You can of course chain multiple of the >>? and .>>? operators to backtrack longer distances, like in prefix1 >>? prefix2 >>? p .>>? postfix.

Note

When implementing backtracking parsers you should generally prefer the >>?, .>>? and .>>.? combinators to the attempt combinator, because the former combinators offer finer control over the exact backtracking behaviour and hence will often lead to better error reporting. Note however that neither can completely replace the other.

Backtracking combinators can also be useful when parsing sequences. In the chapter “Parsing sequences” we briefly discussed the following example:

let ws = spaces
let str s = pstring s
let numberInBrackets = str "[" >>. pint32 .>> str "]" .>> ws
> run (many numberInBrackets >>. str "[c]") "[1] [2] [c]";;
val it : ParserResult<string,unit> = Failure:
Error in Ln: 1 Col: 10
[1] [2] [c]
         ^
Expecting: integer number (32-bit, signed)

The problem here is that the argument parser to many fails after consuming input if it encounters a bracket that is not followed by a digit. If we decided that this is a defect of the parser as opposed to the grammar, we could fix it by simply replacing a >>. with >>?.

let numberInBrackets = str "[" >>? pint32 .>> str "]" .>> ws
> run (many numberInBrackets .>> str "[c]") "[1] [2] [c]";;
val it : ParserResult<int32 list,unit> = Success: [1; 2]
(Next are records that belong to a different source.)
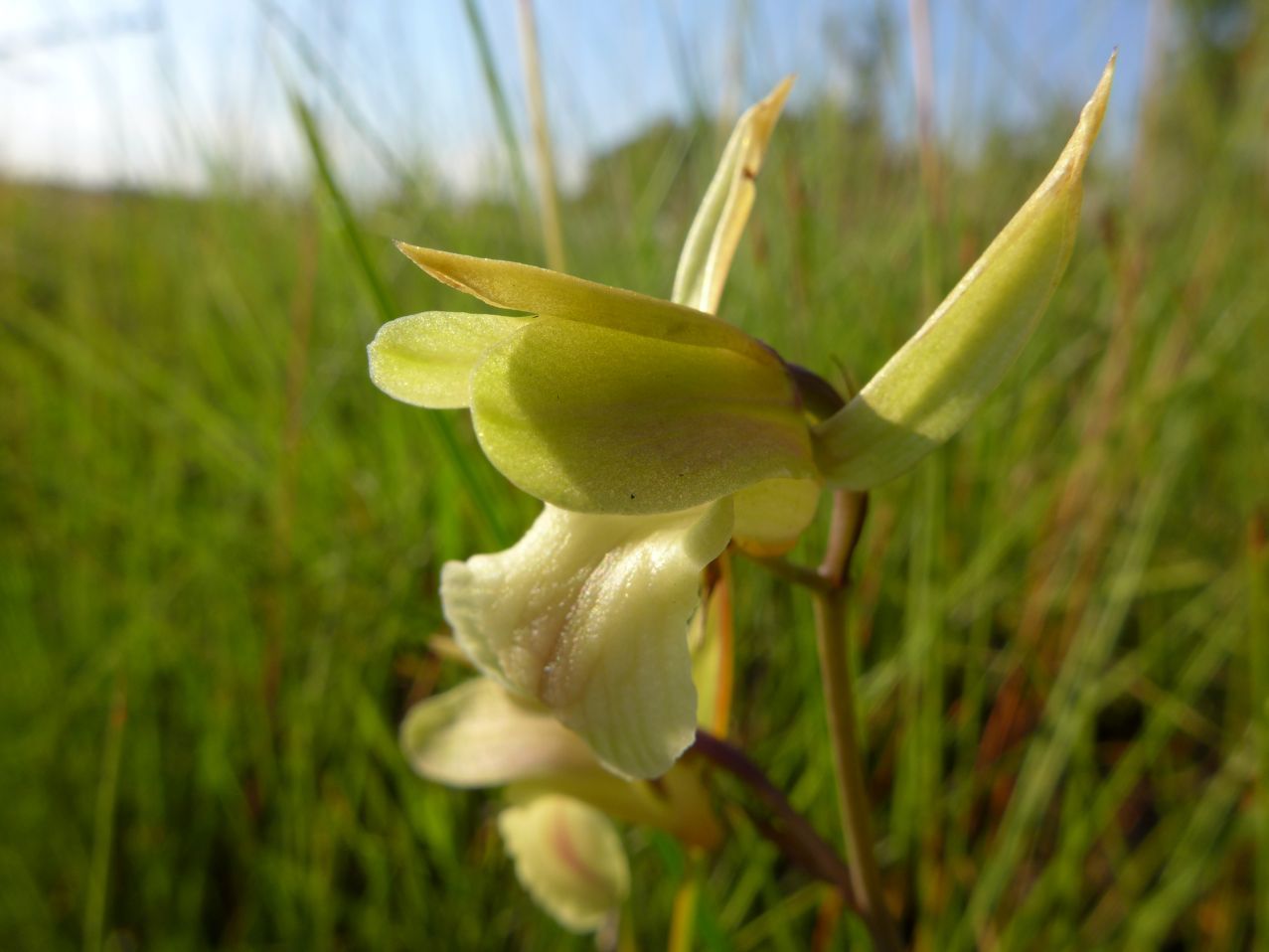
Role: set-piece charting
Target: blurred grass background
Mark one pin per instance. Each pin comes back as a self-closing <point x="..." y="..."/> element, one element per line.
<point x="221" y="545"/>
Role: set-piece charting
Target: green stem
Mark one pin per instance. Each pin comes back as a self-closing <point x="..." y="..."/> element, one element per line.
<point x="830" y="626"/>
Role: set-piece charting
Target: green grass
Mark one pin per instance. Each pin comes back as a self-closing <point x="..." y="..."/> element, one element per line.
<point x="221" y="548"/>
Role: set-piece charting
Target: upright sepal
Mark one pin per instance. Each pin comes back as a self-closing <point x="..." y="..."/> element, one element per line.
<point x="928" y="390"/>
<point x="719" y="223"/>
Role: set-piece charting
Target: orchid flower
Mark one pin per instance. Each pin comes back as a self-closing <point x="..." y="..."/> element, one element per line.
<point x="655" y="433"/>
<point x="567" y="854"/>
A similar example is the sepEndBy1 combinator for parsing a sequence of one or more elements separated and optionally ended by a separator. If FParsec didn’t provide this combinator, you could define it yourself using many and >>?:

let sepEndBy1_ p sep =
    pipe2 p (many (sep >>? p)) (fun hd tl -> hd::tl) .>> opt sep

The following tests show that our sepEndBy1 replacement works as expected:

> run (sepEndBy1_ pint32 (str ";")) "1;2;3";;
val it : ParserResult<int32 list,unit> = Success: [1; 2; 3]
> run (sepEndBy1_ pint32 (str ";")) "1;2;3;";;
val it : ParserResult<int32 list,unit> = Success: [1; 2; 3]

Note however that in contrast to sepEndBy1_ the version of sepEndBy1 provided by FParsec doesn’t need to parse the separator twice when it terminates a sequence.

5.7.2 Parser predicates

The backtracking combinators allow you to “look ahead” by tentatively parsing input and then backtracking if an error occurs. However, they don’t allow you to conditionally parse the input with one parser depending on the success or failure of another parser. This is what the following two combinators are for:

val followedBy:    Parser<'a,'u> -> Parser<unit,'u>
val notFollowedBy: Parser<'a,'u> -> Parser<unit,'u>

The parser followedBy p (notFollowedBy p) succeeds without changing the parser state if p succeeds (fails) when applied at the current position.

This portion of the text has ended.